We all have emotional and spiritual rights, needs, and responsibilities. They were given to mankind by the Creator and meant to be fulfilled and prioritized by Him alone, as a daily choice was made to walk with Him. However, due to deception and pride, our perspective was shifted, and our approach to having these needs met became self-centered, which has led to a blindness to our own responsibility. To move beyond our fleshly tendencies, we must filter these through the lens of Christ so that we are able to have a Godly understanding of these needs and of our role in having these fulfilled. Properly relating to other people takes the power of God. He is the one who has to re-shape our view of others and of ourselves by allowing us to understand who we are without Christ and who we are in Christ.
We are each looking for acceptance and significance, but we cannot seek fulfillment in other people who are all just as broken as we are. God can only satisfy those needs because He is the only one who fully understands the depth of our needs and the perfect solution. Relating to other people is only made possible by a right relationship with God. We must be committed to God in prayer so that we are able to maintain full submission of our rights and goals to Him, which allows God to exercise His full power in us and through us. Our life is really His life lived through us.

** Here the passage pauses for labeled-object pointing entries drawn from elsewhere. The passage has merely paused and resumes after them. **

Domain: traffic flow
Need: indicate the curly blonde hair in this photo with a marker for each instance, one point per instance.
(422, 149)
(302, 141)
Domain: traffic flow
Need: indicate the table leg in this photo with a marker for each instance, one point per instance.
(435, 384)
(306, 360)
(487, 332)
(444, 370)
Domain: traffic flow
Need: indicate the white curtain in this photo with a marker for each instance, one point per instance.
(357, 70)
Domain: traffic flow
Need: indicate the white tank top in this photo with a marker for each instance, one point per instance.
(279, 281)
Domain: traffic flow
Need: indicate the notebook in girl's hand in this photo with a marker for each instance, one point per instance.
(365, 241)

If we are going to be an accurate reflection of Christ’s love and life lived out through us, we cannot attack another person’s character. Either as a result of projective, self-judgment or a tendency to dismiss our sins based on our reasoned intent, we are prone to see others’ sins and quick to criticize character, but the goal of addressing needs and concerns is to bring about restoration. If we instead focus on the other person’s failures and our rights, the problem will remain unsolved and will leave the other person spiritually and emotionally bitter and deflated with no way to rise. But, as Christians, we were not commissioned to judge and decipher the hearts of others; instead, we are called to allow God to test our own hearts to reveal any blatant or hidden impurity within us. Upon dealing with our own results of this spiritual testing, we are able to realize the rotten core of our man-made morality. Then, by submitting to the solution-based discipline of God as His children, we are able to experience God’s love and His desire for us to grow from our fumbles, rather than decay in perceived failure and false character labels. From this, we can better comprehend that every blessing is a grace-filled, merciful gift from Christ despite our sin. We are able to use this understanding to willingly apologize without defense when we are wrong and to walk alongside others in support as we each renew our minds, address concerns in love, and rely on Christ’s strength to break the stronghold of sin.
Christ lived a perfect life. He is the standard of perfection and has every right to sternly hold us to this level of perfection, but He shows us mercy and grace despite our sinful tendencies and His perfect rights. Love covers a multitude of sins, and God is love; therefore, our sins are covered under the grace of God because He is the very definition of love. The revelation of Christ’s acceptance and affirmation of who we are in Him sparks a spiritual enthusiasm that propels us down a path of joyful service and submission, relinquished rights, responsible evaluation of our role, and full trust in God’s power to meet our needs. Our emotional and spiritual satisfaction can only come from a true spiritual relationship with God, who wraps us in His grace and love.